As a crypto investor with some experience under my belt, I’ve seen my fair share of market chaos and exploits. But Thursday’s events at Pump.Fun on the Solana blockchain left me feeling uneasy and frustrated.


The chaos enveloped Pump.Fun, Solana’s popular meme coin manufacturing platform, on Thursday as a malicious exploiter infiltrated its crucial technology, disrupting the generation of humorous cryptocurrencies.

The project’s Twitter account acknowledged two hours into the turmoil that the bonding curve contracts have been disrupted, and we are currently looking into the cause. Trading has been halted temporarily, meaning no coins can be bought or sold at this time.

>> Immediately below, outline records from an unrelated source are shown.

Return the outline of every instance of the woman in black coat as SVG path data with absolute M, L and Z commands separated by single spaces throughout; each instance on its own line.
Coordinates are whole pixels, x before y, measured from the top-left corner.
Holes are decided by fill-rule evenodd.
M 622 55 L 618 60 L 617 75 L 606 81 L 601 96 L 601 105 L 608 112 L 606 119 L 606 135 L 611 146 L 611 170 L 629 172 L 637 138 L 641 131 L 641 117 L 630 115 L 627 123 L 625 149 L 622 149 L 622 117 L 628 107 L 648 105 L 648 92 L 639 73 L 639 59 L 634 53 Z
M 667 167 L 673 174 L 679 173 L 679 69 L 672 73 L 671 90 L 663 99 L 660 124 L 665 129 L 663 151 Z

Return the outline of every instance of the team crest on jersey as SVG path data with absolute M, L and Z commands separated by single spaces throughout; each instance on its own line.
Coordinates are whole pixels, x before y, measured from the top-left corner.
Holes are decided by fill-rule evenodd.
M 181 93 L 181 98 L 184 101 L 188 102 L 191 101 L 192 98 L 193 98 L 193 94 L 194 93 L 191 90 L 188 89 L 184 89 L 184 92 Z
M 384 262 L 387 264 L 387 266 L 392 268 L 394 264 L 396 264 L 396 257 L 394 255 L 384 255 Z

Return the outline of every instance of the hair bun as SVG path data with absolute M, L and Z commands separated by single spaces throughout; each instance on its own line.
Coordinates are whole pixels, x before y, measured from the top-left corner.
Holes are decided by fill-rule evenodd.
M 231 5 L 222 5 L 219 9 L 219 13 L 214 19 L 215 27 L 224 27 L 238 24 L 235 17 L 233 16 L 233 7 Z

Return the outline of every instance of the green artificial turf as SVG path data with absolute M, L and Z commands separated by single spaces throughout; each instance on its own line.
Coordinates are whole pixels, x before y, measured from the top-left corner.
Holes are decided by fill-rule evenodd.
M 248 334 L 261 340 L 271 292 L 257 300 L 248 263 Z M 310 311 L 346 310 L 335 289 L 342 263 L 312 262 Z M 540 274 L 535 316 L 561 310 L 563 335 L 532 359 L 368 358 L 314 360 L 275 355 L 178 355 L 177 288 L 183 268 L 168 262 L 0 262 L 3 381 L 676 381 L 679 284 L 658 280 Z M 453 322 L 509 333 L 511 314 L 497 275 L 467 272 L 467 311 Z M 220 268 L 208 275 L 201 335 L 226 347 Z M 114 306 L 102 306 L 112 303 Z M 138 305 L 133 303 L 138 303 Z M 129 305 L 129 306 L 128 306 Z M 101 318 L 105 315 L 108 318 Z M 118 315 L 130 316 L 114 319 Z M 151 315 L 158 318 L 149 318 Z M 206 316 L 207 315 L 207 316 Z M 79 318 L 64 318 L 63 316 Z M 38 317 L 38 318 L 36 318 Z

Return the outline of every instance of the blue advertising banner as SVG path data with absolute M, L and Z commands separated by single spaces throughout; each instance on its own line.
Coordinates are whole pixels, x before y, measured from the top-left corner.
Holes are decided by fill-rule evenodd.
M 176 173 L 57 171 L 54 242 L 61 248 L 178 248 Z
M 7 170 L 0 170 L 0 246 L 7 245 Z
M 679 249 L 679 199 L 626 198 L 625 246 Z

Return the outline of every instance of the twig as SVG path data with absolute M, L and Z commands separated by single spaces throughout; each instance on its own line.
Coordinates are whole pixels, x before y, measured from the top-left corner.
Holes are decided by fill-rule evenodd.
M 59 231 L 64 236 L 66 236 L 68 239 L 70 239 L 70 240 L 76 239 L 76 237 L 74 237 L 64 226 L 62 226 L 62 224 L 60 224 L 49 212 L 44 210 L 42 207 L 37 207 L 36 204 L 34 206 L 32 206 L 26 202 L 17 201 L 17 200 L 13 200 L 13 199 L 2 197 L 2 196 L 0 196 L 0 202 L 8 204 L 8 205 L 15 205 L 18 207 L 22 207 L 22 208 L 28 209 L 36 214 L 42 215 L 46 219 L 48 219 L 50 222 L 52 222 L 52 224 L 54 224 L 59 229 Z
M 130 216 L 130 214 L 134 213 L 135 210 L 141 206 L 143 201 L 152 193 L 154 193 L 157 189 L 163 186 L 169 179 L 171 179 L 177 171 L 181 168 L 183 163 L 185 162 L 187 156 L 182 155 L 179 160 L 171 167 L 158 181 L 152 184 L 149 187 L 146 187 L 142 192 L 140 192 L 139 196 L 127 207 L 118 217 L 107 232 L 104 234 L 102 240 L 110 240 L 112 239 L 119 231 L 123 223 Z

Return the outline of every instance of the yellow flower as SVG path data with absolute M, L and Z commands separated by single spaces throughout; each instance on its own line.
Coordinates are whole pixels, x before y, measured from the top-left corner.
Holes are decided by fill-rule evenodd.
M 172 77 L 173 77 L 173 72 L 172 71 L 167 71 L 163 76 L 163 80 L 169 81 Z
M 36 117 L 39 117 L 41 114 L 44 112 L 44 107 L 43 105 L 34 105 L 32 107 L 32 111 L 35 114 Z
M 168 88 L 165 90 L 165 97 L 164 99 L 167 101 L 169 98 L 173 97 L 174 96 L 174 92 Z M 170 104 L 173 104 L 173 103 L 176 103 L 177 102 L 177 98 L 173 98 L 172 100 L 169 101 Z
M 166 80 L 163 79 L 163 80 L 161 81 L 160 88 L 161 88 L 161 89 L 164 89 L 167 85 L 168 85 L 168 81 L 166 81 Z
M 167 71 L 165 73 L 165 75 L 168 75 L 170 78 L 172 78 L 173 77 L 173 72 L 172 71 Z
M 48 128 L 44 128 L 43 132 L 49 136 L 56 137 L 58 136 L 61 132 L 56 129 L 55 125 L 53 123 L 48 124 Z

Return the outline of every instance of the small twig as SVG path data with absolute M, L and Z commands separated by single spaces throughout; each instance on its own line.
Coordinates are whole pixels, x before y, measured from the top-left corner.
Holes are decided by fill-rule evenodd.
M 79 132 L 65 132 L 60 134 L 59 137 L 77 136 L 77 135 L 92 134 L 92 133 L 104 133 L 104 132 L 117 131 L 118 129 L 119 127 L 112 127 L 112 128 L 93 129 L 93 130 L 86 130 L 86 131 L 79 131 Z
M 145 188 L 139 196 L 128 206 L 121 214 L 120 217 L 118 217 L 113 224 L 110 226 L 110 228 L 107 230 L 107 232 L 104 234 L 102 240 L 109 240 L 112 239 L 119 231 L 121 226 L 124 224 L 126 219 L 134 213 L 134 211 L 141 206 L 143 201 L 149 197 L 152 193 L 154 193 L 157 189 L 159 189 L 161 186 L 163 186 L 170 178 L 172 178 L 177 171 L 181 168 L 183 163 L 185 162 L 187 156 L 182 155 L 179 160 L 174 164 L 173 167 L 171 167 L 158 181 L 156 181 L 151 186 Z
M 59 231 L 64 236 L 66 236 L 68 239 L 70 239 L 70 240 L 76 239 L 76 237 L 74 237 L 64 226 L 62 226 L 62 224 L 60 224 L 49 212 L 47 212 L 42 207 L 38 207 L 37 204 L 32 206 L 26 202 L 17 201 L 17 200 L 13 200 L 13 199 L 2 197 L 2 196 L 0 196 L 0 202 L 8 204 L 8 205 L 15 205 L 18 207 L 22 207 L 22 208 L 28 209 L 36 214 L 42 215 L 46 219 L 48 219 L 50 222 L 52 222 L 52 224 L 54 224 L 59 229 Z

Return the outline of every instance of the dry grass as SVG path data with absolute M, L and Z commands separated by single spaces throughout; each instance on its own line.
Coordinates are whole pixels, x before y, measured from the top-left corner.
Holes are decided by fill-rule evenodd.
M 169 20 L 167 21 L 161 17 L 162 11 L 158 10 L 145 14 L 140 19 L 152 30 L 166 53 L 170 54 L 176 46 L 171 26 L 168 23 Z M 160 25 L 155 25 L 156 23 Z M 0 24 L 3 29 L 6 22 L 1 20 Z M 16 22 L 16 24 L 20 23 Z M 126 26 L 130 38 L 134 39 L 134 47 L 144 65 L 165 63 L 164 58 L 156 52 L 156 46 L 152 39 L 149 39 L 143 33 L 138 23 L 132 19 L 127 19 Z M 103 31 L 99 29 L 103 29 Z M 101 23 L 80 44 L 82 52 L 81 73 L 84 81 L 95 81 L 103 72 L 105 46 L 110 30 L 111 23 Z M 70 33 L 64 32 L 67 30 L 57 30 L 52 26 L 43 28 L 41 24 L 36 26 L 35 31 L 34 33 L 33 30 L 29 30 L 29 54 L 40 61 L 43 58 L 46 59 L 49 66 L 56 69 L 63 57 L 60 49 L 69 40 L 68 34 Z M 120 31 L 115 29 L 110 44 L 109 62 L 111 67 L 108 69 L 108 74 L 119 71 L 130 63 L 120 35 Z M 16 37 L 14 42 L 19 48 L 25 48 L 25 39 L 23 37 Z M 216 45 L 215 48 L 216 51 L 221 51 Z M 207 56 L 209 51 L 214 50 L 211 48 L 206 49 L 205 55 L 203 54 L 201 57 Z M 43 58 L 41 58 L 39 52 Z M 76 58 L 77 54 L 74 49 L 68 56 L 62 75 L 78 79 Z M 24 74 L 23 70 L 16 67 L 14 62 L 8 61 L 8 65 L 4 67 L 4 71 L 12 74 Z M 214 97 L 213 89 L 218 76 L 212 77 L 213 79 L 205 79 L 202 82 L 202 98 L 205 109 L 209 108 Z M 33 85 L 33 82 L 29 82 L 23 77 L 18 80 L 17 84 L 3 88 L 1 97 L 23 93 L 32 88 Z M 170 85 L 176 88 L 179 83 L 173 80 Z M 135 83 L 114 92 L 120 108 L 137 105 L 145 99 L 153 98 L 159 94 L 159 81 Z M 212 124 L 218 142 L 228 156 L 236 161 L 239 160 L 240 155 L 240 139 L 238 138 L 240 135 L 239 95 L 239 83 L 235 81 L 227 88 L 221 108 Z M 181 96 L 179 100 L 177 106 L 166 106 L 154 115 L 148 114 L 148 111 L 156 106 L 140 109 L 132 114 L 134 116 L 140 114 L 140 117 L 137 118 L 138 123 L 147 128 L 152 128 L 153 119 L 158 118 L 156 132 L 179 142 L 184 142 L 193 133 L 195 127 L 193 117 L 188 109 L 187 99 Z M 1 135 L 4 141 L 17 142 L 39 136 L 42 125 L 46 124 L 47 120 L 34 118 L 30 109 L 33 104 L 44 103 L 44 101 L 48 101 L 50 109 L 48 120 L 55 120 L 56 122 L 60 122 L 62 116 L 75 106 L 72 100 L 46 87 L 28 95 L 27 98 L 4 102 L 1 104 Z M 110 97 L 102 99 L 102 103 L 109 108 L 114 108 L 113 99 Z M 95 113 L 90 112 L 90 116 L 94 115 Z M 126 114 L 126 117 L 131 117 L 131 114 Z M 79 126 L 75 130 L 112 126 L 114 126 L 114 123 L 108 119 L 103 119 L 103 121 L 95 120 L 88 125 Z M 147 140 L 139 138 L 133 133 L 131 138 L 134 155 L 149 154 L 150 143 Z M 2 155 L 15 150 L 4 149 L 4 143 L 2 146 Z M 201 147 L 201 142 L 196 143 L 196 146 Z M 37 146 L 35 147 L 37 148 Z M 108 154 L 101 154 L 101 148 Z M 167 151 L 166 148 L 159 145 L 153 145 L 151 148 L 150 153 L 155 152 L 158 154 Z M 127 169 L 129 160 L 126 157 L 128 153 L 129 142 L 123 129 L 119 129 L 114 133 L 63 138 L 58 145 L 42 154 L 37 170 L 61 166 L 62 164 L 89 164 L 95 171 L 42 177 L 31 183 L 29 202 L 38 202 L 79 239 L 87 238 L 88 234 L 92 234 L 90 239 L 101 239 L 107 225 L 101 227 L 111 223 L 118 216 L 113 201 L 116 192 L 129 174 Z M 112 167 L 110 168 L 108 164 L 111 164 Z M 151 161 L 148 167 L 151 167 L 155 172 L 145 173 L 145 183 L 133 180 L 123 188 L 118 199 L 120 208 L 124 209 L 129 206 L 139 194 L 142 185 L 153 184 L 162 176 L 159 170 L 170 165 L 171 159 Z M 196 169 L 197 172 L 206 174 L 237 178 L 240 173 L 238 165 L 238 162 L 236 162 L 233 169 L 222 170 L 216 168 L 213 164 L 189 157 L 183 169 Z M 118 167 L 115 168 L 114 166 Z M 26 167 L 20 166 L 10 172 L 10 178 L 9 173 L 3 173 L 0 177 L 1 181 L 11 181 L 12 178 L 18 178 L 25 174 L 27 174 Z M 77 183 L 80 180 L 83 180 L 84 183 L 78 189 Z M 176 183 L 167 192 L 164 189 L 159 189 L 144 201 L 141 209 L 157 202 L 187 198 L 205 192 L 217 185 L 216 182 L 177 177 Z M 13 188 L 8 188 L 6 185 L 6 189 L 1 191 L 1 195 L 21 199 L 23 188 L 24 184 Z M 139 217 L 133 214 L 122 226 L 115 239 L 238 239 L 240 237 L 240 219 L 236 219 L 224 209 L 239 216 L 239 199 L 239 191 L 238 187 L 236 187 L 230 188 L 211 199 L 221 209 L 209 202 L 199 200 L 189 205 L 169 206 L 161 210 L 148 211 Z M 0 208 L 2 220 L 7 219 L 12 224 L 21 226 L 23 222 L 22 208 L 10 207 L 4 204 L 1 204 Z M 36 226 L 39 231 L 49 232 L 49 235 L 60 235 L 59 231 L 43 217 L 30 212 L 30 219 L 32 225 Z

As a crypto investor, I’ve noticed that trading on Pump.fun has temporarily come to a halt as per their recent announcement. Before this update, there was much uncertainty and conjecture amongst traders regarding the situation on the platform.

Details of the attack were still coming together at press time.

Based on sources involved in the initial investigation, an intruder employed a complex trading strategy to swamp Pump.fun and potentially manipulate the market for numerous meme coins. It’s unexpectedly revealed that the hacker did not amass substantial profits based on on-chain data. These individuals requested anonymity as the probing is ongoing.

Pump.fun is a relatively new initiative, launched just a few months ago, focusing on developing and trading meme coins on the Solana blockchain. The platform positions itself as a “fair launch” marketplace, offering investors an opportunity to invest in humorous cryptocurrencies right from their inception. Occasionally, these coins may experience significant price increases, bringing substantial returns for their investors. However, most of them tend to fail before reaching the symbolic $69,000 market cap beyond which tokens become publicly available.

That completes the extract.